Gordon Kiyoshi Hirabayashi

In the weeks after Pearl Harbor, race hatred overtook the nation's senses. People of Japanese descent were fired from jobs, saw their businesses boycotted, had their assets frozen and were subjected to special curfews.

Five months after the attack, President Franklin D. Roosevelt signed Executive Order 9066, allowing the Army to round up anyone of Japanese ancestry on the West Coast and send them to internment camps. They were allowed 10 days to sell houses, businesses and belongings. 120,000 Japanese American men, women and children were sent to camps.

A University of Washington student and American-born Quaker, Gordon Kiyoshi Hirabayashi, defied the federal curfew and evacuation orders, claiming his constitutional rights as a U.S. citizen.
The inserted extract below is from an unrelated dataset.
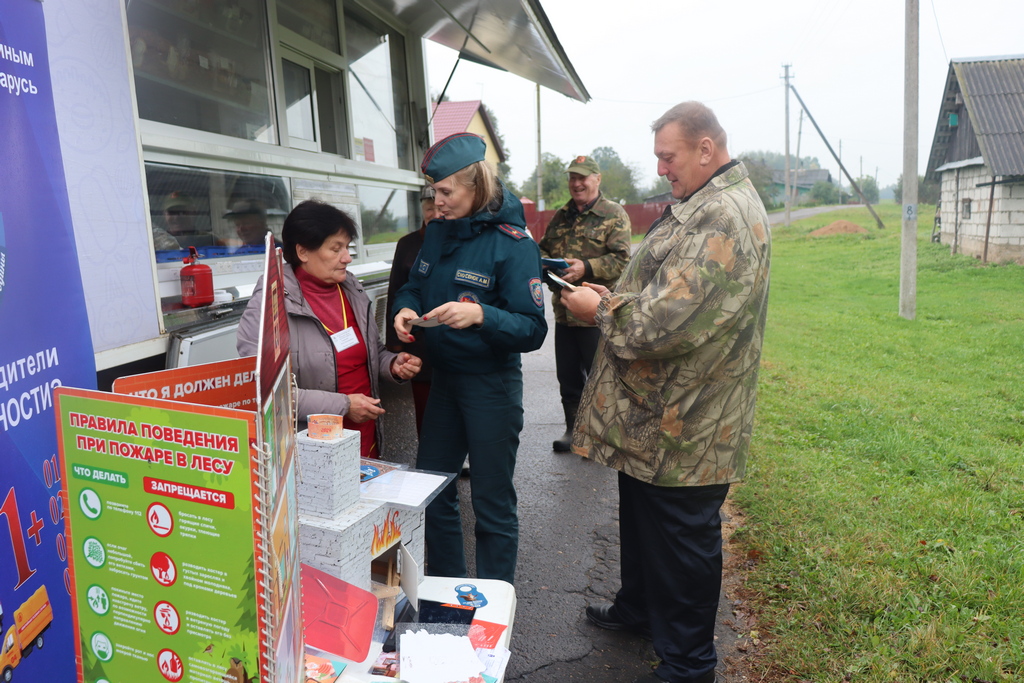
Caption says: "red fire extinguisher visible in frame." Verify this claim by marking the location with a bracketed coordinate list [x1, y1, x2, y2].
[180, 246, 214, 307]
Forty years later, Hirabayashi was vindicated when a federal appellate court said his 1940s convictions were racist. Hirabayashi refused to obey the curfew and exclusion orders and went to the FBI to say so. At his trial, the judge felt military law superseded the Constitution. The Supreme Court admitted the curfew was a form of racial discrimination, but said it was not unconstitutional in a time of war. He was sentenced to 90 days at a work camp near Tucson, Arizona, for violating the curfew and failing to report to the internment camp.

His conviction for violating the curfew and internment order remained on the books until more active Sansei, or third-generation Japanese Americans, brought the issue to the conscience of a less-frightened nation. Their successful lobbying forced Congress in 1987 to pay each surviving internee $20,000. But political leaders stopped short of acknowledging misconduct or offering an apology. So Hirabayashi, at 64, asked the federal courts to reopen his 40-year-old case to settle the curfew and internment issues once and for all.

In 1986, after 43 years, a U.S. District Court reversed Hirabayashi's conviction for failing to register for internment, saying the government withheld information from the Supreme Court that proved internment was based on prejudice in 1943 in order to justify it.

Recently, the former federal prison camp in Arizona, where Hirabayashi and 44 other Japanese Americans who took stands against injustice were housed, was renamed Gordon Hirabayashi Recreation Site.